Bridesmaids (2011)

It’s not easy being a woman. Not even a wealthy American woman, apparently.

After being praised by feminists and critics as not only one of those rare movies that are actually about women, but also genuinely smart, warm and funny, you’d expect Bridesmaids to tone down the hysterical female stereotype that made audience reactions to the Sex & the City movies so diverse. Not so much so.

Believe it or not, I have female friends. They’re like guys, except good-looking. But when girls wander off to Chick Land, something happens. Life is very different there. When you meet a cute guy, you run away. Sleeping around is encouraged (“You go, girl!”) and looked down upon (“What a slut!”) at the same time. Luxury is both the height of pleasure and pathetically over-the-top. And if you’re out of luck, all it takes to make your fellow women hate you is being pretty. Which is of course also one of the main things you strive for.

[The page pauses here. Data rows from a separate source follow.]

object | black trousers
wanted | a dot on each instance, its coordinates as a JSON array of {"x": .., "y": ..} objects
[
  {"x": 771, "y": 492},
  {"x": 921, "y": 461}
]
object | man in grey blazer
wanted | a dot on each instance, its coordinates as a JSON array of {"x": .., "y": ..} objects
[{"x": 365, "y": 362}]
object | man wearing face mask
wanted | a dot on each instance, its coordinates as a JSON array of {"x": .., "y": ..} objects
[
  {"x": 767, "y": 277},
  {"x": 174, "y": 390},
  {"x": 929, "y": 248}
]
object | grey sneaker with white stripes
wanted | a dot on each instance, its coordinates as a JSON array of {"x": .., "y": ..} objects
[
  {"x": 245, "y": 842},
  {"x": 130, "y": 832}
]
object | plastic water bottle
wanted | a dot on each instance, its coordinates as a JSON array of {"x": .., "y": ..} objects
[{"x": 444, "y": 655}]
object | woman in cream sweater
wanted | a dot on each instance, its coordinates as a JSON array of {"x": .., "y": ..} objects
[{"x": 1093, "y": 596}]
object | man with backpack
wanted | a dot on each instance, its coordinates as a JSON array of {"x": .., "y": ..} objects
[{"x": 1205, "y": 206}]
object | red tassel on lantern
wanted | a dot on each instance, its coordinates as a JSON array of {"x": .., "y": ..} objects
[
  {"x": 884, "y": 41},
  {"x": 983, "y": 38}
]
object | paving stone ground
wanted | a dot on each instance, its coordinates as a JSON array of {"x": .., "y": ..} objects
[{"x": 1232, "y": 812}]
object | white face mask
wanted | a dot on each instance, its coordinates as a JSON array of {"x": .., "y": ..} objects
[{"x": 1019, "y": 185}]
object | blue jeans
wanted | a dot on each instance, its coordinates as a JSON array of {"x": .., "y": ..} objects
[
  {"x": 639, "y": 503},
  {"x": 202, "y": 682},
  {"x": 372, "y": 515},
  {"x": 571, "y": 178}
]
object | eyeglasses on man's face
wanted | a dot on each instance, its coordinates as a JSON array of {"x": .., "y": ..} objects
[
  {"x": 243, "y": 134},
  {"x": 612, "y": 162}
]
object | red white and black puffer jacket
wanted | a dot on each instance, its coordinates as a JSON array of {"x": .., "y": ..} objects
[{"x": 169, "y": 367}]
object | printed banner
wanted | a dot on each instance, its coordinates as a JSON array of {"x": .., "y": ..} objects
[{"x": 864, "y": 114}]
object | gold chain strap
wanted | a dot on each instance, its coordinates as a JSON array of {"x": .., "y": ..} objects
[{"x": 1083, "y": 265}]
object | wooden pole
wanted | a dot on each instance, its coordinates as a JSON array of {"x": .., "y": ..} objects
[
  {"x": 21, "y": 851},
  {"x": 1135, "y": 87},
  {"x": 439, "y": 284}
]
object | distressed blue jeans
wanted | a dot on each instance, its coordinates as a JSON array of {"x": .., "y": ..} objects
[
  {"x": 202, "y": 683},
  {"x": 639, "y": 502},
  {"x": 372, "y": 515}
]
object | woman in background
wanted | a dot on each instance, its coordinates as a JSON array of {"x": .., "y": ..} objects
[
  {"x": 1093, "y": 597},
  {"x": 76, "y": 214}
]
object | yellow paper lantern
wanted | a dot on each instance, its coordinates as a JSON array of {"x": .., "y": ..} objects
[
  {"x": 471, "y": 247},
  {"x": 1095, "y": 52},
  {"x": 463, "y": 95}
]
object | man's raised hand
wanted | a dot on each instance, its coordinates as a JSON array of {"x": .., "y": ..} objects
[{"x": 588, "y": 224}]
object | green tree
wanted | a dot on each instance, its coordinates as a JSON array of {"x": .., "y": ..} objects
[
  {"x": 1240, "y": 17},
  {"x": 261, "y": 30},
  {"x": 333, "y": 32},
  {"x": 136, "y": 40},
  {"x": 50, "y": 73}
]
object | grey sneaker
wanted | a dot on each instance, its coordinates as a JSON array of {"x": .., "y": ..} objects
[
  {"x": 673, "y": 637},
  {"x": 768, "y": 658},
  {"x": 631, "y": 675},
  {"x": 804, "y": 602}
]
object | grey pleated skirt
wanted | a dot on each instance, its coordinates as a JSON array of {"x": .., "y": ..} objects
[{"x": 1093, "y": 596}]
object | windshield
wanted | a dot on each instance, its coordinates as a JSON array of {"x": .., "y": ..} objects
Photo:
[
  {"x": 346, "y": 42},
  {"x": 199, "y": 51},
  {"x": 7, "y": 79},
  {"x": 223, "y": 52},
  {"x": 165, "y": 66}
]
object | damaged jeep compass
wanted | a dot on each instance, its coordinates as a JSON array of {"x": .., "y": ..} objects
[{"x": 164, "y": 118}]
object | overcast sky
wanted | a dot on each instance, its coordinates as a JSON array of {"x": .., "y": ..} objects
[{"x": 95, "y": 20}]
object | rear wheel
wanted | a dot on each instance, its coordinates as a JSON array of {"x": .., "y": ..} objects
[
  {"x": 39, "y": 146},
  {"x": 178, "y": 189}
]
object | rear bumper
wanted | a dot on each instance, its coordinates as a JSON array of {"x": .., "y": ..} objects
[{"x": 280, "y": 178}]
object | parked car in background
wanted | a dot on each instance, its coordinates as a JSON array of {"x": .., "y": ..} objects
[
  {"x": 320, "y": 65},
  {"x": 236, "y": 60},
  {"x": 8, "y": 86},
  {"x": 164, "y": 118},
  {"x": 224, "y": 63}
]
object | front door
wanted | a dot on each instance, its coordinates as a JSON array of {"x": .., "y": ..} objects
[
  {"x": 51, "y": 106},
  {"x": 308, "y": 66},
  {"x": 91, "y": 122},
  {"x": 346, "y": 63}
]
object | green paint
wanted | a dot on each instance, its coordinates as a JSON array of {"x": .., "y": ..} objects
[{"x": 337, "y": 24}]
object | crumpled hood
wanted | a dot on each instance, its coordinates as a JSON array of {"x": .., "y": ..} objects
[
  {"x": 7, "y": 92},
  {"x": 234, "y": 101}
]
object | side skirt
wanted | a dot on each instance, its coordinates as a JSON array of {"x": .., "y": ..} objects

Bad dramas are boring, but comedy is like horror and porn. It doesn’t take a lot of brains to make loads of money. Bridesmaids is not a dumb movie. You’ll most likely not be bored. You’ll laugh and perhaps even cry with and at those whose menstrual pains I’ll never experience and for whom the disco ball shines just a little bit brighter than I’ll ever apprehend.

In the process of becoming an adult, you learn to accept that there are different kinds of people, with different sets of morals and ways of thinking. I’m not quite there yet.